Will these cleaners leave my mats slippery or greasy?

The cleaners on this list are chosen specifically because they rinse clean and dry to the natural matte finish instead of a slick coating. The slippery, greasy feel usually comes from silicone or oil-based tire-and-trim dressings, not from a proper cleaner. If you want some shine or UV protection afterward, use a dedicated protectant designed for floor mats and apply it sparingly. For the mats themselves, a residue-free cleaner like Nonsense, Adam’s or 303 keeps the surface grippy and safe for your feet.

Should I remove the mats from the car to clean them?
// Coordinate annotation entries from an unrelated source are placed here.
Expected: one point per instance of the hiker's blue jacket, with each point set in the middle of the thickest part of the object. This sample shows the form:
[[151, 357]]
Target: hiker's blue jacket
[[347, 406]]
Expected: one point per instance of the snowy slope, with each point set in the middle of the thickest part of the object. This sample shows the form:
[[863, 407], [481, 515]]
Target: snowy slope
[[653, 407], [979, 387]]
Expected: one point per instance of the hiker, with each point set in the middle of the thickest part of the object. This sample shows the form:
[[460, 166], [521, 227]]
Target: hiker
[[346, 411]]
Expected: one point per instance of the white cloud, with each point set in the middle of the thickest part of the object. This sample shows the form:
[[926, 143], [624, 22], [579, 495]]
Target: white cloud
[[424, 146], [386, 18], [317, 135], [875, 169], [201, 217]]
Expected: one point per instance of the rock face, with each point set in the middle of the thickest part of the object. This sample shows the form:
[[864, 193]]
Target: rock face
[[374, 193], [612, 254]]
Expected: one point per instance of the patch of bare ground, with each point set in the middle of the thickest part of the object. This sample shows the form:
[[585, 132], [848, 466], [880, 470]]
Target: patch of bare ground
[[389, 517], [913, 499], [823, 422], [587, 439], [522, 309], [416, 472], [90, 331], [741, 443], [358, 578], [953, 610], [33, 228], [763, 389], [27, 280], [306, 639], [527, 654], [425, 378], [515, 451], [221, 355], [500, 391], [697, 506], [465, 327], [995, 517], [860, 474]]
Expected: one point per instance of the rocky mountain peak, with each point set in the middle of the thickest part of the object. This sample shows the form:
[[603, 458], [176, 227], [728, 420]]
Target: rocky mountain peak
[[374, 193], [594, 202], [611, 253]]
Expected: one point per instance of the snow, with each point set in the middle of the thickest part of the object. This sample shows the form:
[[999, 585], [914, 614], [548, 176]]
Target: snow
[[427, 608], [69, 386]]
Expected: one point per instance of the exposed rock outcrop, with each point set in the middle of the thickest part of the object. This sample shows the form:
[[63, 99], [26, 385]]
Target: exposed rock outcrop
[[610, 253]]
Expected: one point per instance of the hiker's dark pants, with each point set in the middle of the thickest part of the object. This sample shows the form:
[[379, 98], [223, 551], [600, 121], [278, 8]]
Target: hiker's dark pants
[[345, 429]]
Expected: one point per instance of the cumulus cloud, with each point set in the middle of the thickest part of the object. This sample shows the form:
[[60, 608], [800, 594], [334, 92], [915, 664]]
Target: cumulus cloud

For anything more than a quick dust wipe, yes, pull the liners out. WeatherTech mats are designed to lift out easily, and cleaning them outside the car lets you rinse freely, scrub the deep channels, and avoid soaking your carpet or wiring underneath. Lay them flat or hang them, spray and agitate, rinse with a hose, then shake off the water and let them air dry before reinstalling. Cleaning in place is fine for light maintenance with a damp cloth, but a real clean is far easier and more thorough with the mats removed.

How often should I clean my WeatherTech mats?

It depends on your climate and how the vehicle is used. In winter or wet, muddy conditions a quick rinse every week or two stops salt and grime from setting into the texture, which makes deep cleaning much easier later. In dry conditions a monthly wipe-down with a gentle cleaner like 303 or Armor All is usually plenty. The smart approach is frequent light maintenance with a mild cleaner, plus an occasional deep clean with a stronger degreaser when buildup gets heavy. Regular care keeps the matte finish looking new for years.

Our Verdict

For most WeatherTech owners, Chemical Guys Nonsense All Surface Cleaner is the top pick: it is dye-free and odorless, lifts salt and mud without scrubbing forever, rinses to a clean matte finish, and doubles as a whole-cabin cleaner thanks to its dilutable concentrate. If your liners have set-in stains rather than general grime, our runner up, the Meguiar’s Carpet and Upholstery Cleaner, is the foaming specialist that clings to the deep channels and breaks loose dried spills other sprays cannot touch. Pair a residue-free everyday cleaner with an occasional heavy-duty degreaser and your mats will look factory fresh season after season.